Stinging Nettle – Thabai

Stinging Nettle – Thabai

The only greens that flourished in the drought were some hostile weeds called Thabai. Nyeri people called them Hatha. The English name is Stinging Nettle. One touch of Thabai and your skin broke out in ugly painful bumps. Behind my house, there was so much Thabai, nobody ever ventured back there. Whenever the Thabai got too thick and spread too close to the house, my parents made us wear gumboots and tie plastic wrappings on our arms and cut the Thabai as close to the ground as possible, leaving it to wilt and dry up so we could burn it. Whenever we did that, the Thabai came back with a vengeance. It grew back faster and thicker as though taunting those who dared cut it down. When all other vegetation died during those dreadful dry months, Thabai stood up stronger than ever. They were the only green leaves swaying in the wind as we cautiously walked past. It almost seemed like they were mocking us “we are still here although all your other favored vegetables are gone”. As children, we often wondered why God made such useless and unfriendly plants, yet giving them more resilience than our other “useful” plants.

God must have heard our innocent childish wonder. With no Kahurura or pumpkin leaves anywhere to mash Mukimo for this predominantly Kikuyu society, the ingenuity of our very capable mothers rose to the surface. The women of Nyandarua discovered Thabai was edible and was wonderful for mashing Mukimo, a perfect substitute for the elusive Kahurura. All they needed was to find a way to handle that hostile plant, pluck its beautiful evergreen leaves, without getting stung by them. My father heard of the dilemma. From one of his business trips, he brought back some long metal tongs that were ideal for harvesting the Thabai leaves without any of it touching your skin. He told us the metal tongs were called “Shumuta”. I dont know whether that was their widely known name, but that is what we called the tongs, even up to this date. They are still somewhere in my mothers house.

Shumuta became the tool our mother used to harvest Thabai. She used it for washing the Thabai and adding it into the pot. Thabai did not need to be chopped. Once it cooked, the sting was gone, you could handle it like any other vegetable. Thabai cooked and mashed well just like Kahurura, with an end result of beautiful green Mukimo, served in well rounded mounds (mataha). The more our mother harvested the Thabai, the more aggressively it seemed to multiply. That meant, we had Mukimo throughout the year, even during the dry months. Families that knew about the Thabai “plantation” at the back of our house, often came to borrow and mother was glad to share, including lending them our prized Shumuta that often generated excitement and admiration.

Our Thabai questions to Our Creator were answered with full stomachs. God put that resilient weed in Nyandarua because He knew it would save the day when all other farm vegetables were scarce during the dry season. This was an early life lesson for us. Everything has a purpose. You may not understand it right away, but if you hold on long enough, some clarity will find you and fill those empty spaces.

Later, Scientists discovered the health benefits of this previously despised plant that grows wild in Nyandarua.

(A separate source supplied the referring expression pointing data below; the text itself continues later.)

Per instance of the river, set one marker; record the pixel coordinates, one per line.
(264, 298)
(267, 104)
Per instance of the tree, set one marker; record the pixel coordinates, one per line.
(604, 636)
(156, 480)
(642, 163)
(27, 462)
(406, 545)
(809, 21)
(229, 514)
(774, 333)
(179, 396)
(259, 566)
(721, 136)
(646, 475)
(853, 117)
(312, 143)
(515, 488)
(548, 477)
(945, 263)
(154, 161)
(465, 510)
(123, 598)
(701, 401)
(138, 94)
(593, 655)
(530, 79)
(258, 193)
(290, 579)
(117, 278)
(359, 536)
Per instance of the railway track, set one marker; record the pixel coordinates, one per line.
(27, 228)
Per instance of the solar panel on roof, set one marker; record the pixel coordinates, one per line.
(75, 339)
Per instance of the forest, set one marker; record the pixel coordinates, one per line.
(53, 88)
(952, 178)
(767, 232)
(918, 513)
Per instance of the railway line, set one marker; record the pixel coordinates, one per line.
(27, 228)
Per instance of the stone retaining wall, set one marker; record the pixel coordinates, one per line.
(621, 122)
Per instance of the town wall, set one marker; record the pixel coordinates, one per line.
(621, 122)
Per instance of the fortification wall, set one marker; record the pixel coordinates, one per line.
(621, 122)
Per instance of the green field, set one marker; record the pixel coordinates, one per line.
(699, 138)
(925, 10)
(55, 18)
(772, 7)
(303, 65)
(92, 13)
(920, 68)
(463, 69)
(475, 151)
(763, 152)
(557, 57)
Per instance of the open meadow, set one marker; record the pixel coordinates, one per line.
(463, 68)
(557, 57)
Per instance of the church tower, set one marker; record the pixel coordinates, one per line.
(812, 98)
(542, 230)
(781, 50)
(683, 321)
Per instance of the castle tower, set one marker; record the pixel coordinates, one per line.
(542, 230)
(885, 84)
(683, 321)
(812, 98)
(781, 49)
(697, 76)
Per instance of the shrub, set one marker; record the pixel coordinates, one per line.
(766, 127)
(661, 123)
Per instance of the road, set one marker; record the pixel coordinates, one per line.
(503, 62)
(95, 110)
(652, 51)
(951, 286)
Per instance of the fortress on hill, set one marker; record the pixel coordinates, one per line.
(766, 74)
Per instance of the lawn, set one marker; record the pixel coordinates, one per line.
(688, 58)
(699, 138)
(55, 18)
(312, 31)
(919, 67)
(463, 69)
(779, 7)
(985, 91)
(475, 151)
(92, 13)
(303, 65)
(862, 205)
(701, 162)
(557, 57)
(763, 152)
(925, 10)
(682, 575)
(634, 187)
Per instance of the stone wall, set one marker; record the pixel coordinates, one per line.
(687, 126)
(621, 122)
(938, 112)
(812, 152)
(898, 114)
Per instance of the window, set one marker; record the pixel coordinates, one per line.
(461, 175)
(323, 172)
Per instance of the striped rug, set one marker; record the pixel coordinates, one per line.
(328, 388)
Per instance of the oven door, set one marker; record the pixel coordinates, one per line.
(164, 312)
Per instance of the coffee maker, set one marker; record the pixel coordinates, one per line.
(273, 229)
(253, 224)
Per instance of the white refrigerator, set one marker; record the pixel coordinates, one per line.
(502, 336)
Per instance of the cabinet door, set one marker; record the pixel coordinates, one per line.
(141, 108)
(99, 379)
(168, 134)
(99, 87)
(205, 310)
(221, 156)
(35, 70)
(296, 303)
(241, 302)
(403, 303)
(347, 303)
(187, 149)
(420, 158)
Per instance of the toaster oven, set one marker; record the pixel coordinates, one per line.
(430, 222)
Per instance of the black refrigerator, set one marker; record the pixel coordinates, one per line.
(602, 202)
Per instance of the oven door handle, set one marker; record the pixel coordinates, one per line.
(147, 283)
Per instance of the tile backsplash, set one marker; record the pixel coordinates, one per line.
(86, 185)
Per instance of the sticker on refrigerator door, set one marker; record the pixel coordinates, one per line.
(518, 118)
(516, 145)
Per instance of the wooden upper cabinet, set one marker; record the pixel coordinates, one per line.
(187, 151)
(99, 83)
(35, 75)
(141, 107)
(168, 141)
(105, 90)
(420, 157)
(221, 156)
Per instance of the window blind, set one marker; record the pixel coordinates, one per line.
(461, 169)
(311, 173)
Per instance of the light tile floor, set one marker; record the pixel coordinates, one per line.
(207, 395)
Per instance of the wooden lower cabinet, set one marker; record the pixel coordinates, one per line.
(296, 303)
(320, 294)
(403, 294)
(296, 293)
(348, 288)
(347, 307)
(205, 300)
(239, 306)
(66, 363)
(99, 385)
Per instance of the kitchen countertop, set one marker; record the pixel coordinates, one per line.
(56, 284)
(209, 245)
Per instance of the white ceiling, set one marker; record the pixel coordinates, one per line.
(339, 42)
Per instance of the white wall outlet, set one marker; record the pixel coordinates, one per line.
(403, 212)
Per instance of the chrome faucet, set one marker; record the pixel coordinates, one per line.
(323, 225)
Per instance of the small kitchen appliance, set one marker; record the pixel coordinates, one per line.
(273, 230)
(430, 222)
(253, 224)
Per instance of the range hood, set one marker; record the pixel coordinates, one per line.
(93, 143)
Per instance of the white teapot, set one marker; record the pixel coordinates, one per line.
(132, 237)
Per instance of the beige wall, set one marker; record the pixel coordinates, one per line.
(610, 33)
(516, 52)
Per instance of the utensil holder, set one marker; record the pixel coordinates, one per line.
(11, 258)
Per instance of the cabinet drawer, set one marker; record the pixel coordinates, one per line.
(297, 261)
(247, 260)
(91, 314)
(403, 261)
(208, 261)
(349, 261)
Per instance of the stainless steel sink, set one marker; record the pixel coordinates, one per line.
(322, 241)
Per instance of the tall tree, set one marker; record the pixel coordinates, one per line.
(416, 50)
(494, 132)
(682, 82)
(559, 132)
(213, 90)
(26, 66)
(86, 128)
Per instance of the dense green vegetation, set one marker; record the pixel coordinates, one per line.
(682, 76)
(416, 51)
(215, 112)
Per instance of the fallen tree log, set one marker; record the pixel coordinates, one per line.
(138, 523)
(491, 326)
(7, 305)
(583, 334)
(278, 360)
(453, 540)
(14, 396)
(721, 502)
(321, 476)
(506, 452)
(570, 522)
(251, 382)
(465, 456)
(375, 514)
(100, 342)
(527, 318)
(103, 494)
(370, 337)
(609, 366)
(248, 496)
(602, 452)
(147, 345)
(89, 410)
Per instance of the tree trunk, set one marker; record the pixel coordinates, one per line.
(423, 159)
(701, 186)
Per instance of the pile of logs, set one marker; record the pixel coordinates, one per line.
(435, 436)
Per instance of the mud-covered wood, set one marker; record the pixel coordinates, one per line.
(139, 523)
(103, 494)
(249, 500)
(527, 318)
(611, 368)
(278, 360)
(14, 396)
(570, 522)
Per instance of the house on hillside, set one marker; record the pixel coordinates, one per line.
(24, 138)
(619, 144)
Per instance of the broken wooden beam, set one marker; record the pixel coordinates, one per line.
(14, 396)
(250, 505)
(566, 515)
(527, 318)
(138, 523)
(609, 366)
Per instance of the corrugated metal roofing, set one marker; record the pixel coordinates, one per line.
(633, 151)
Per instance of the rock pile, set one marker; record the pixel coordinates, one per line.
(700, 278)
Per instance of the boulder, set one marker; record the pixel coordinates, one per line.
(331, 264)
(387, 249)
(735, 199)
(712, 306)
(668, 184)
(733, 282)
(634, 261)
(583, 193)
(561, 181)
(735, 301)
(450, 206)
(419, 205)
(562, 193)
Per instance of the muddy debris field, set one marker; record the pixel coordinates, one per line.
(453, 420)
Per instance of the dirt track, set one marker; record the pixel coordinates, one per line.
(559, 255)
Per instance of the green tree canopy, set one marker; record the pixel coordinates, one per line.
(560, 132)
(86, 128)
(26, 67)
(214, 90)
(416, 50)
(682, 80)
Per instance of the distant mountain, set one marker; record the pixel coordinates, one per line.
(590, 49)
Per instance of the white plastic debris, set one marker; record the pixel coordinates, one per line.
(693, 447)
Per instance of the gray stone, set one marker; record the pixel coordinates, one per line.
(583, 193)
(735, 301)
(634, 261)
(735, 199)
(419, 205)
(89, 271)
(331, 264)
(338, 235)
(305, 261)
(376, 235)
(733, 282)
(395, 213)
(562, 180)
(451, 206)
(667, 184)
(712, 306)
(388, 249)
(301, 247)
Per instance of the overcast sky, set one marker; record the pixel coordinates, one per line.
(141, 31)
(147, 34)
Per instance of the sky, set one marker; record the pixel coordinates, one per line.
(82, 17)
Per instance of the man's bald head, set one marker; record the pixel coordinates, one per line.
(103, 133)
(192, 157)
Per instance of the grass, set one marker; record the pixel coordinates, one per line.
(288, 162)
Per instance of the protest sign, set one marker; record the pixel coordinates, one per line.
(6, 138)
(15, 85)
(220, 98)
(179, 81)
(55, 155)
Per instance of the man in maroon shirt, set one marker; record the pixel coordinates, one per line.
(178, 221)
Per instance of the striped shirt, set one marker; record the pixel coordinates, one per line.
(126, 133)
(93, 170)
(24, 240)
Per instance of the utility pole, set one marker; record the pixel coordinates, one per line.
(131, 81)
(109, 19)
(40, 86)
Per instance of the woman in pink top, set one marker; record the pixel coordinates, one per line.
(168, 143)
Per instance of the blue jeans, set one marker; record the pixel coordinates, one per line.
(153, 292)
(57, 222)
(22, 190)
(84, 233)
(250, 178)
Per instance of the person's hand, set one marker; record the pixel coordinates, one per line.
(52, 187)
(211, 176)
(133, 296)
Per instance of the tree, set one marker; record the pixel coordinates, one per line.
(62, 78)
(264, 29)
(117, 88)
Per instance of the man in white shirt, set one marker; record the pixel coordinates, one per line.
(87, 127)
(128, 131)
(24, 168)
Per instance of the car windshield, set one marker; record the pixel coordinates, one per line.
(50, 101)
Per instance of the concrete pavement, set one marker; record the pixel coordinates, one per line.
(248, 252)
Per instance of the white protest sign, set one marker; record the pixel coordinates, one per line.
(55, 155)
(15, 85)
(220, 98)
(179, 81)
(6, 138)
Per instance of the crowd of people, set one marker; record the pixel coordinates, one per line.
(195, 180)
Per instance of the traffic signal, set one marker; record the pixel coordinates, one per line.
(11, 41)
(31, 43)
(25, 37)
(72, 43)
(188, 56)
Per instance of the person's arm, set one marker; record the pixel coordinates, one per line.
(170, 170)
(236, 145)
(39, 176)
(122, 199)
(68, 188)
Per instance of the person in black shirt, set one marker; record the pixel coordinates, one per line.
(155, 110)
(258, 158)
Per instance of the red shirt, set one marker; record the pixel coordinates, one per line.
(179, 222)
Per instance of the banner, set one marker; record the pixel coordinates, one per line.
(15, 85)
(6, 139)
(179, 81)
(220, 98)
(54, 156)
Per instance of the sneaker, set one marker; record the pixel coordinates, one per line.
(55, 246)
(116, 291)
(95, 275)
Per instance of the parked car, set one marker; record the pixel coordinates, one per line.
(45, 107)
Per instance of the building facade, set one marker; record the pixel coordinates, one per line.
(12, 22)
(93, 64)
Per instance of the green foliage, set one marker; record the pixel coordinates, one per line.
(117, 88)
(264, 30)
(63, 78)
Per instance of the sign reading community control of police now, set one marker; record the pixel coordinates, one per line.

Thabai “cures arthritis, a herbal treatment for allergies, relieves hair loss, treats Celiac disease, bleeding, bladder infections, skin complaints, neurological disorders and a long list of other conditions”. Full disclosure: I lifted that medical information from Wikipedia, you may want to check it out for yourself.

The Thabai eating people of Nyandarua were way ahead of the science community. With no laboratories, test tubes, beakers or microscopes, our mothers had street smarts that enabled them lead the charge in food security for their families. I am glad they did and I am glad science has finally caught up with them. Congratulations Nyandarua Mamas.